Adidas Sports Bra Ad: Objectivization or Empowerment?
Catholic women caution that the social-media ad, which featured faceless images of women’s bare chests, did not acknowledge the transcendent source of female dignity.
When Adidas posted an uncensored advertisement of 25 faceless images of women’s bare chests on Twitter, touting the inclusivity of their new sports bra line, the campaign immediately spurred controversy.
In response to a comment sharing negative feedback, Adidas wrote, “We want to celebrate bodies in all their glory and proudly showcase how different we all are.”
Twitter doesn’t have the same censorship guidelines as sites like Instagram and Facebook that would prohibit Adidas from uploading the image. The uncensored image was posted to Twitter, the Adidas website, and on a billboard, while a modified version was available on Instagram.
Many replies expressed concern, confusion, or disgust in reaction to the image.

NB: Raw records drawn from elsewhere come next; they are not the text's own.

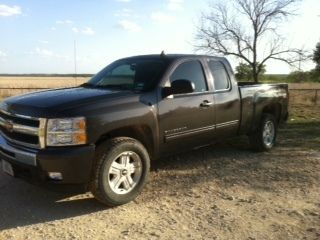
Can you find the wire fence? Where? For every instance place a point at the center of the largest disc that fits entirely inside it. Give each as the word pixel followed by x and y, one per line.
pixel 310 96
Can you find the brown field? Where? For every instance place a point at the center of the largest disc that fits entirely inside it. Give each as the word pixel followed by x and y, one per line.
pixel 296 96
pixel 35 82
pixel 224 191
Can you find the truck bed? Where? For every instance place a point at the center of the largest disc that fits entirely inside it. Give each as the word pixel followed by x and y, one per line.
pixel 255 97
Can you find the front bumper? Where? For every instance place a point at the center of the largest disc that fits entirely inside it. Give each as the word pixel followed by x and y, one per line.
pixel 74 163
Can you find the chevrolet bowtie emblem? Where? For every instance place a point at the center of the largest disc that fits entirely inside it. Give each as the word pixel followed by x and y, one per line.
pixel 8 126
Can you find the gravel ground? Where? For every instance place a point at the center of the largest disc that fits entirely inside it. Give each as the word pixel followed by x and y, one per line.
pixel 220 192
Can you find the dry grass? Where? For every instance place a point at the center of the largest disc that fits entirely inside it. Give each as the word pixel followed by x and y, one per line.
pixel 35 82
pixel 296 97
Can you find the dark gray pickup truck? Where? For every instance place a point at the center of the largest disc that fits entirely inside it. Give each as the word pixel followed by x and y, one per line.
pixel 102 134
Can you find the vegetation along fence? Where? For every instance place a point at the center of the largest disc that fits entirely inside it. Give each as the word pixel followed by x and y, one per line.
pixel 309 96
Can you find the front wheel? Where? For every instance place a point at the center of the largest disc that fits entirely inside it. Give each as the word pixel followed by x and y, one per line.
pixel 120 172
pixel 264 138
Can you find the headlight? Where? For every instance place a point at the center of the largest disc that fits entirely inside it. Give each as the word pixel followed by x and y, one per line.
pixel 66 131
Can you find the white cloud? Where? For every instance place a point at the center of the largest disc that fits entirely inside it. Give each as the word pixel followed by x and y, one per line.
pixel 64 22
pixel 161 17
pixel 7 11
pixel 124 13
pixel 129 26
pixel 75 30
pixel 2 54
pixel 43 41
pixel 43 52
pixel 175 5
pixel 87 31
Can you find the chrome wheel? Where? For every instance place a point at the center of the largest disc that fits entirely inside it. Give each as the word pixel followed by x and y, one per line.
pixel 268 133
pixel 125 172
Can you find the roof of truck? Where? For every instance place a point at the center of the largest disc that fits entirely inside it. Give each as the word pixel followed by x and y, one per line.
pixel 176 56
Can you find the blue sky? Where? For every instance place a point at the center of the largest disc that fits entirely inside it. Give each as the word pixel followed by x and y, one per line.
pixel 38 36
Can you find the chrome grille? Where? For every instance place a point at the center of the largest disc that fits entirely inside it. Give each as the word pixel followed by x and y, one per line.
pixel 22 130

Tagging Adidas, one user wrote, “u guys can market ur new sports bras or products without the nudity, this isn't how body positivity is promoted. For crying out loud Twitter is a public platform that's also accessible to a lot of underaged kids, a tweet like this can corrupt someone. Do better.”
Some women questioned which audience the ad actually intended to target and engage and why they chose to create the grid of pictures.

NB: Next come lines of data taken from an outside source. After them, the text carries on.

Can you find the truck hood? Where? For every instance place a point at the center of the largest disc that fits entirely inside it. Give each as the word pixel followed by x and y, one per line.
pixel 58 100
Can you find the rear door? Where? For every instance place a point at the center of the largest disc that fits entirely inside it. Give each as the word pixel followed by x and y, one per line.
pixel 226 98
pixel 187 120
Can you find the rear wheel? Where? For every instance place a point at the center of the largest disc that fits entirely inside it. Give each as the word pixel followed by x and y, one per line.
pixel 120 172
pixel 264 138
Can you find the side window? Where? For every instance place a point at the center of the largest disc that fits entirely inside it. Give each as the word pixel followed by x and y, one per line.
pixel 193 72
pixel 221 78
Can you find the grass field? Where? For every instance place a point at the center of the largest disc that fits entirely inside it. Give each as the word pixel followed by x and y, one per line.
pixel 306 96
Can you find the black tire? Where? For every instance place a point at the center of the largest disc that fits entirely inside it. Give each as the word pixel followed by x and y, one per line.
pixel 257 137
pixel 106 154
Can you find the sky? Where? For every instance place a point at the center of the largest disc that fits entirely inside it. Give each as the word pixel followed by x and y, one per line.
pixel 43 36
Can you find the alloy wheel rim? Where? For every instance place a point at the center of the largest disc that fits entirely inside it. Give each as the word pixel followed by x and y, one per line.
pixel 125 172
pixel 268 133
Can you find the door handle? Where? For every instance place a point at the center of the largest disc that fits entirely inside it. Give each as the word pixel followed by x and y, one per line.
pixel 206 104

“I would think you’d want to advertise the actual bra, the thing you’re advertising. This? Bye,” a female user wrote in reply, also acknowledging that the tweet included a link to the collection of sports bras. “This is just ridiculous and a repulsive way to ‘advertise.’ Nudity is not needed. Women know what their breasts look like.”
“… is this just another shock ad designed only to generate revenue by using women’s bodies?” said another female user. “Exhausting.”

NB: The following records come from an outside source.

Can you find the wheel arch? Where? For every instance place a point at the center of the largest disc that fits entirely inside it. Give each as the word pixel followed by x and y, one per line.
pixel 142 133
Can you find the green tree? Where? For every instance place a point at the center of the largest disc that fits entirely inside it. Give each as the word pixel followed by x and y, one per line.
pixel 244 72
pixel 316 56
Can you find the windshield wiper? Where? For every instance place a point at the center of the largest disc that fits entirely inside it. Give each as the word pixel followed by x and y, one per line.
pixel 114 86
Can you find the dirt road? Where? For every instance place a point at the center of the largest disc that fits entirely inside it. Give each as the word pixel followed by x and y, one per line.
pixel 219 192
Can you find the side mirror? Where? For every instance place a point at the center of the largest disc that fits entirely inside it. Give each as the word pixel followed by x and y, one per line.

Positive reactions included comments applauding the ad, writing, “Well done!” and admiring the brand for their promotion of the so-called body positivity movement and interest in normalizing a variety of body types.
“I clicked on it immediately,” said Cindy Gallop, founder of ad agency Bartle Bogle Hegarty’s U.S. office, according to The Wall Street Journal. She added that she appreciated the range of body types represented. “And they have done that in a completely nonsexual context. This is an entirely justified promotion of sports bras.”
Melisa Henson, program director of the Parents Television and Media Council, told the Register that the image appeared like one taken in a medical context and wasn’t overtly sexual.
“There’s not anything inherently pornographic about the female body,” Henson said. “But certainly, nobody wants to see this become the norm or become mainstream or become a typical advertising strategy in the United States.”
The markets the ad targets are not largely inhabited by children, she explained, adding that parents want to have a high degree of discretion and control over when and where their children are exposed to images similar to this one, which would be difficult if advertising like this became more popular.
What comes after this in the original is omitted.